L'espace communautaire dont les Chefs d'États se réuniront à Lomé justement le 31 juillet prochain, sera dans le cas d'un non compromis, contraint de soumettre des recommandations à chaque partie et selon toute vraisemblance, ces solutions inviteront les Togolais à trancher leurs différends à travers les urnes.

Reste à savoir dans quelles conditions ces populations qui sont assujetties à 51 ans de dictature iront aux urnes sachant qu'elles ont été plus que souvent à la base des récurrentes crises politiques traversées par le pays.

Pour éviter tous pièges surtout venant du syndicat des présidents ouest-africains chapeautés par l'Union africaine et parrainés par la France, une vigilance du peuple togolais est demandée et recommandée. Il a seul le pouvoir de guider son destin et de le prendre en mains. Même si les efforts des uns et des autres sont à acceptés rien ne prédispose les Togolais à baisser la garde.

Je vous propose en intégralité la sortie de Macron au micro de RFI.

"Pour moi la stratégie de la France est la même, d'accompagner l'union africaine et les leaders régionaux dans la solution de cette crise.

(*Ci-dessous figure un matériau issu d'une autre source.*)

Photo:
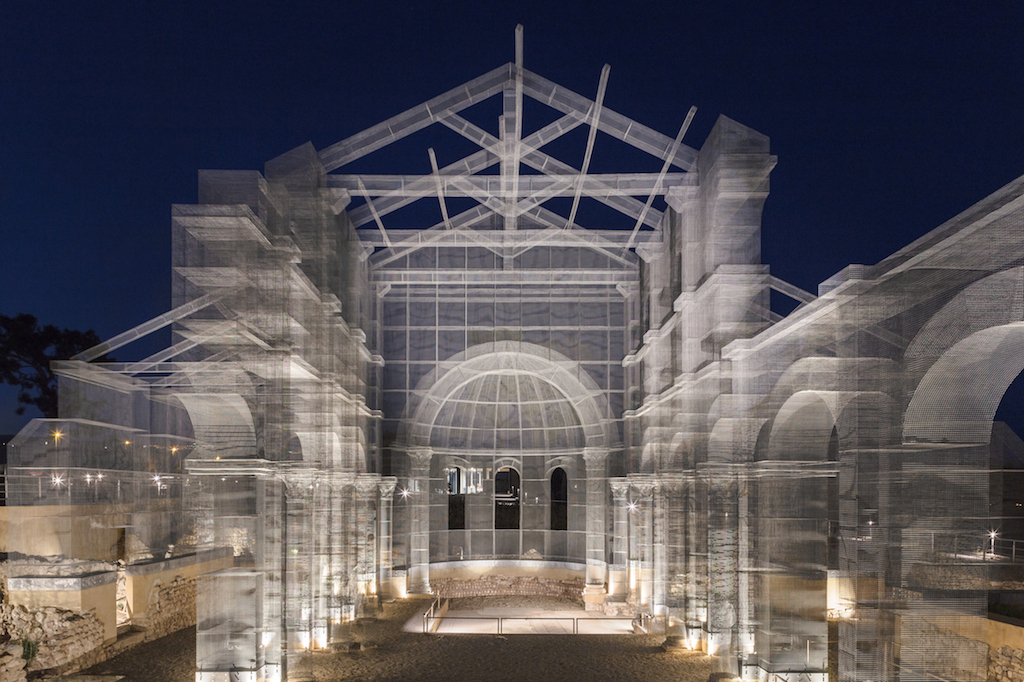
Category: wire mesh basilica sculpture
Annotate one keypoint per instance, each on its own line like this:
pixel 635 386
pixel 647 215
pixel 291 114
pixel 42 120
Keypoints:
pixel 568 374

Je me suis à plusieurs reprises expliqué, j'ai eu des échanges, moi je souhaite que les dirigeants africains puissent réussir la médiation qui est en cours et arriver à des résultats concrets.

Je pense que le statu quo n'est pas possible pour le Togo. Mais il n'appartient pas à la France d'expliquer quelle est la solution politique pour le Togo.

Le président Nana Akufo fait un gros travail de médiation c'est lui qui a aujourd'hui le leader de cette négociation pour le compte de l'union africaine.

Le président Buhari entre en période électorale bientôt et je pense que le Nigéria aura après cette période électorale, un rôle important à jouer pour aider à la solution de cette crise.

La France viendra en tout cas en soutien de ces solutions portées par les États africains et l'Union africaine".